Die ersten vier Verse dieses Kapitels bilden dir Grundlage für das Darauffolgende. Sie schildern nämlich den Anlass für die Handlungen, die darin enden, dass Daniel in die Löwengrube geworfen wird. Als Darius den Thron Babylons einnahm, ordnete er die königlichen Angelegenheiten neu, und „es gefiel Darius, über das ganze Königreich 120 Satrapen zu bestellen ... und über sie drei Vorsteher, von denen Daniel einer war ... Da übertraf dieser Daniel die Vorsteher und die Satrapen, weil ein außergewöhnlicher Geist in ihm war; und der König beabsichtigte, ihn über das ganze Königreich zu bestellen“. Belsazar hatte am Abend vor der Einnahme seiner Stadt Daniel zum dritten Herrscher in seinem Königreich gemacht. Darius erhob ihn auf den ersten Platz nach ihm, wobei er ein Werkzeug Gottes zur Erfüllung seiner Absichten war. Daniel war kein unbekannter Mann, und er wurde sowohl als Jude als auch als ein wahrer Anbeter des Gottes des Himmels gehasst. Seine Erhöhung im Königreich reizte den Neid und die Eifersucht der Vornehmen, Vorsteher und Satrapen, über die er gesetzt worden war, nur noch mehr.

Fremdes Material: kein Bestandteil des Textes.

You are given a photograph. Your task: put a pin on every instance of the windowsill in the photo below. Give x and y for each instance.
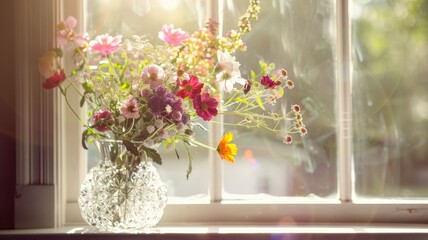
(291, 231)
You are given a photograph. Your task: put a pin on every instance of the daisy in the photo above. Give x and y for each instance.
(229, 72)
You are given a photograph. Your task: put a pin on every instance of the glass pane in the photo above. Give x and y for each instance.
(390, 52)
(300, 37)
(146, 17)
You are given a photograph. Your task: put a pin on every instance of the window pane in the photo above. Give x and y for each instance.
(300, 37)
(390, 53)
(146, 17)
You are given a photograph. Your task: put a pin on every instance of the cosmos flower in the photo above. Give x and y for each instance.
(227, 150)
(172, 36)
(129, 108)
(190, 88)
(106, 44)
(267, 82)
(205, 106)
(102, 115)
(229, 72)
(153, 74)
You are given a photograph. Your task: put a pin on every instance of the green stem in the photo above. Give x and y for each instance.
(64, 93)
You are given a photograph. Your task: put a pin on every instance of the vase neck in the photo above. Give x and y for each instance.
(115, 152)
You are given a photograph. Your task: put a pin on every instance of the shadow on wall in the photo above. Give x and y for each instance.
(7, 119)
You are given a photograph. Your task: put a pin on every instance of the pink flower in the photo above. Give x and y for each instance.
(190, 88)
(65, 30)
(229, 72)
(102, 115)
(268, 82)
(106, 44)
(55, 80)
(205, 106)
(153, 74)
(129, 108)
(172, 36)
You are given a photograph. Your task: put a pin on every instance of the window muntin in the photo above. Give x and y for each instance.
(266, 165)
(390, 101)
(307, 36)
(298, 36)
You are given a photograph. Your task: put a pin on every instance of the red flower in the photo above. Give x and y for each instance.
(103, 116)
(55, 80)
(190, 88)
(205, 106)
(247, 87)
(267, 82)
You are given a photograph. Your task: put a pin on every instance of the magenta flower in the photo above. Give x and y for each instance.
(205, 106)
(172, 36)
(102, 115)
(55, 80)
(190, 88)
(129, 108)
(106, 44)
(153, 75)
(268, 82)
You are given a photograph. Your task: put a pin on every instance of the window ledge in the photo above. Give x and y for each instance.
(230, 232)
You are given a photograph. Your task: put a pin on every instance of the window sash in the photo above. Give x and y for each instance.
(70, 164)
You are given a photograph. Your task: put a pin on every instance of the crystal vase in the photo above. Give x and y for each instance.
(123, 192)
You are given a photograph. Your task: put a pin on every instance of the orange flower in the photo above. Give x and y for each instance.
(227, 150)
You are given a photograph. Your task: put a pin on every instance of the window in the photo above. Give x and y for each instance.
(364, 158)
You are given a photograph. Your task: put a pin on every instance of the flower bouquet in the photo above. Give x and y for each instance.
(141, 95)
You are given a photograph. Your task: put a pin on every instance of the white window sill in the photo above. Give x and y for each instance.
(289, 231)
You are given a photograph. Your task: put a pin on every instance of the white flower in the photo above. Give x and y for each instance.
(229, 72)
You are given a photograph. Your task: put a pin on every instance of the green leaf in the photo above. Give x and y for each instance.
(84, 138)
(153, 154)
(131, 147)
(82, 101)
(176, 153)
(200, 126)
(87, 87)
(259, 101)
(125, 86)
(80, 68)
(281, 92)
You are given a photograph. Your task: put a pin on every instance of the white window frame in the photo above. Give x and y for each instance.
(49, 173)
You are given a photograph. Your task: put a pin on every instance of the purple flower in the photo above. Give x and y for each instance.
(129, 108)
(102, 115)
(167, 105)
(268, 82)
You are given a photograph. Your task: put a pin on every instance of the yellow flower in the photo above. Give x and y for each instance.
(227, 150)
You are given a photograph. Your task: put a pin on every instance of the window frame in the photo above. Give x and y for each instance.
(60, 187)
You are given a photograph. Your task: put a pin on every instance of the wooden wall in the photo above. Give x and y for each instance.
(7, 114)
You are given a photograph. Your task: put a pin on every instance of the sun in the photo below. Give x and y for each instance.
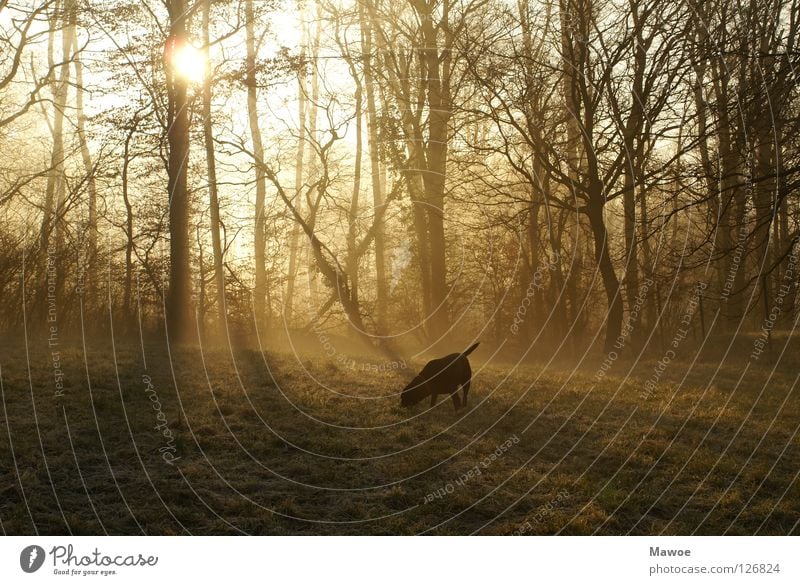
(188, 61)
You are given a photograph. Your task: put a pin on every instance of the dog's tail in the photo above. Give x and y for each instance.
(471, 348)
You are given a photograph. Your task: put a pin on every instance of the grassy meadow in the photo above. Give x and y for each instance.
(176, 441)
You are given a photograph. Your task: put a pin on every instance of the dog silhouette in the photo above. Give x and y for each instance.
(441, 376)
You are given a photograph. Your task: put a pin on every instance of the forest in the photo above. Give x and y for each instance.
(264, 216)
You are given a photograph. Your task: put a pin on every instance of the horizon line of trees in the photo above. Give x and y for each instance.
(550, 173)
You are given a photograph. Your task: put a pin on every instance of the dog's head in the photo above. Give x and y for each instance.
(414, 392)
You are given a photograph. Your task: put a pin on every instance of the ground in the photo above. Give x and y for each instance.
(258, 442)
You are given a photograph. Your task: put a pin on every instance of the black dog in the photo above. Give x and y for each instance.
(443, 376)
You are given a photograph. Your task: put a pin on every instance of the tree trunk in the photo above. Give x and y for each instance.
(178, 304)
(381, 276)
(606, 268)
(213, 193)
(260, 238)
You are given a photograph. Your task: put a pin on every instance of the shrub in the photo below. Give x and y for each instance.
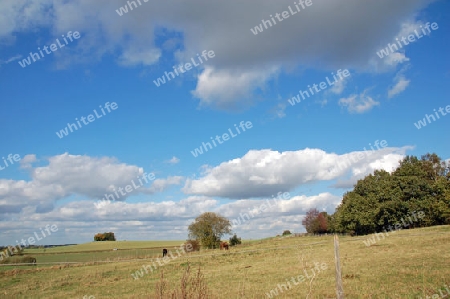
(105, 237)
(234, 240)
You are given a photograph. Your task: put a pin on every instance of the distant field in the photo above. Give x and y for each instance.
(406, 264)
(106, 245)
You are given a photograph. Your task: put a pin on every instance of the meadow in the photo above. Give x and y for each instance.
(405, 264)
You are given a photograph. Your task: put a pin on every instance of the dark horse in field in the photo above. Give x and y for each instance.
(224, 245)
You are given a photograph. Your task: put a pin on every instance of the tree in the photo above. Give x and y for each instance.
(234, 240)
(316, 222)
(105, 237)
(208, 228)
(310, 221)
(383, 199)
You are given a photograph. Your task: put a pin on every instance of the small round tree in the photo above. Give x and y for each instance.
(208, 228)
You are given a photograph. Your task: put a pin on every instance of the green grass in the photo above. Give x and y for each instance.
(405, 264)
(107, 245)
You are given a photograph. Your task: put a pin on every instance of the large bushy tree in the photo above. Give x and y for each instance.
(208, 228)
(382, 198)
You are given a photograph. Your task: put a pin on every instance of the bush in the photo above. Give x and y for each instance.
(191, 245)
(234, 240)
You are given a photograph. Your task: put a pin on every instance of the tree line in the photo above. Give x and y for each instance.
(383, 199)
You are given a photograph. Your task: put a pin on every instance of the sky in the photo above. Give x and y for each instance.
(136, 117)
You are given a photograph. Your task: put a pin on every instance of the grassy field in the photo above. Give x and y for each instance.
(405, 264)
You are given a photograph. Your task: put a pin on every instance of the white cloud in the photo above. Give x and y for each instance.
(174, 160)
(265, 172)
(401, 83)
(243, 63)
(338, 86)
(358, 103)
(9, 60)
(230, 89)
(67, 175)
(27, 160)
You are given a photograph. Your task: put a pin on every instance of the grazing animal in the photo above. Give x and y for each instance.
(224, 245)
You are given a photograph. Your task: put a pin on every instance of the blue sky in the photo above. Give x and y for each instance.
(289, 148)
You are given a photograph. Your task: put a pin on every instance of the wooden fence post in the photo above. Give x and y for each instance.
(339, 286)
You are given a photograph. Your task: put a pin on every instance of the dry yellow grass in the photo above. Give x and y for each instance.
(407, 264)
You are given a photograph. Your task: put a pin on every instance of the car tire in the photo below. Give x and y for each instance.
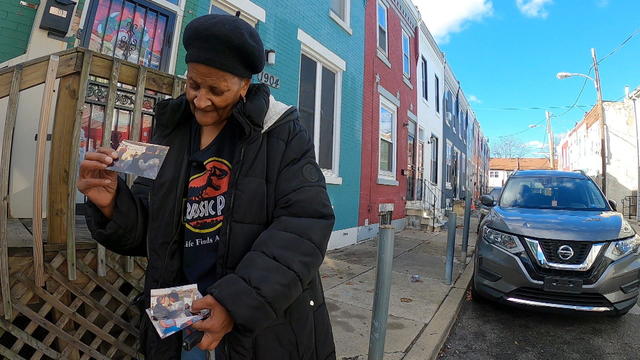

Daniels unbeflecktes Zeugnis und die List der Satrapen

„Sobald ihr den Klang des Horns, der Pfeife, der Zither, der Sambuke, der Laute, der Sackpfeife und aller Art von Musik hören werdet, sollt ihr niederfallen und das goldene Bild anbeten, das der König Nebukadnezar aufgerichtet hat. Und wer nicht niederfällt und anbetet, der soll sofort in den brennenden Feuerofen geworfen werden“ (3,5–6).

Ein Mann von unzerstörbarer Treue, der einzig und allein danach trachtete, Gott zu gefallen, konnte von Menschen mit verdorbenen und habsüchtigen Herzen nicht gemocht werden. Daher beschlossen sie, auf welche Weise auch immer, ihn seines Amtes zu entheben oder zu zerstören. Zuallererst versuchten sie, einen das Königtum betreffenden Anklagegrund gegen ihn zu finden – in Bezug auf seine Verwaltung der Regierung. Kein Mensch hat so scharfe Augen wie der boshafte Mensch, sodass nichts – ob bezüglich der Finanzen oder anderer Angelegenheiten dieses gewaltigen Königreiches – ihren Blicken entging. „Aber sie konnten keinen Anklagegrund und keine schlechte Handlung finden, weil er treu war und kein Vergehen und keine schlechte Handlung an ihm gefunden wurde.“ Was für ein Zeugnis der Rechtschaffenheit und Aufrichtigkeit dieses Knechtes Gottes! Und dieses ist noch umso größer, da, wie wir im nächsten Vers lesen, es ein Zeugnis war, das ihm von seinen Feinden ausgestellt wurde. Sie wussten nicht, dass Daniel vor den Augen dessen wandelte, der die Geheimnisse des Herzens kennt, und dass es die Freude seines Lebens war, im Wohlgefallen und Segen Gottes zu wandeln.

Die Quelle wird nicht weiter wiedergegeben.